In Merseburg hat eine Bank am 12. Mai 2026 eine 71-jährige Frau daran gehindert, 25.000 Euro von ihrem Konto abzuheben. Eine Mitarbeiterin oder ein Mitarbeiter wurde auf das auffällige Verhalten aufmerksam, stoppte die Auszahlung und informierte sofort die Polizei.
Nach Angaben der Ermittler steht der Fall im Verdacht des Love-Scammings.
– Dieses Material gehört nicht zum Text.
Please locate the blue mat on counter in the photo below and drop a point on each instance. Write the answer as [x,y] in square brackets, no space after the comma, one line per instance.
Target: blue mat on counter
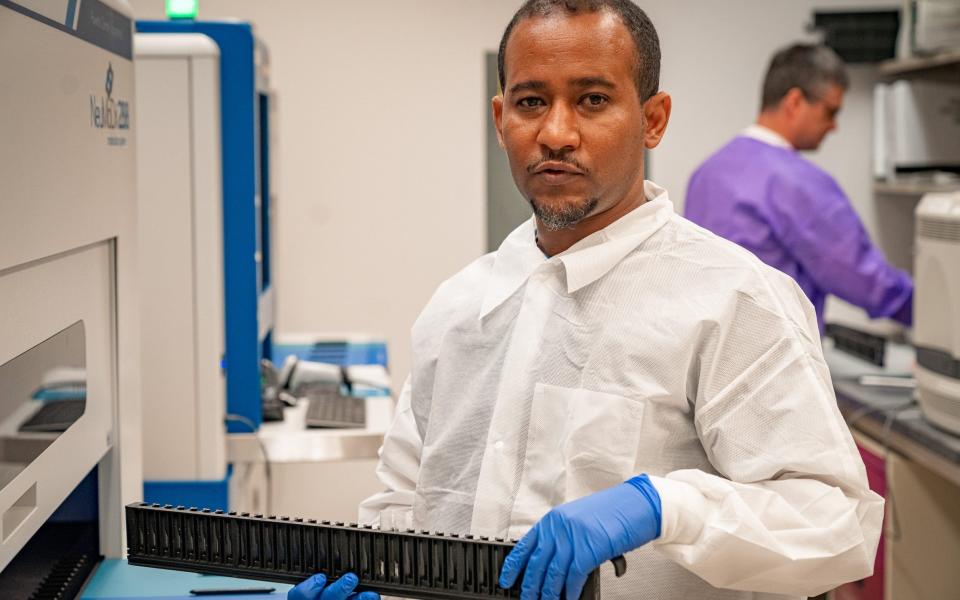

Die Frau hatte im Laufe des Vorjahres über digitale Kommunikationskanäle Kontakt zu einer unbekannten Person aufgebaut, die Liebesbekundungen machte und immer wieder Geld verlangte. In mehreren Transaktionen überwies sie insgesamt rund 100.000 Euro an eine Adresse in Nordrhein-Westfalen. Auch die nun geplante Barabhebung sollte nach Polizeiangaben an dieselbe unbekannte Person weitergeleitet werden.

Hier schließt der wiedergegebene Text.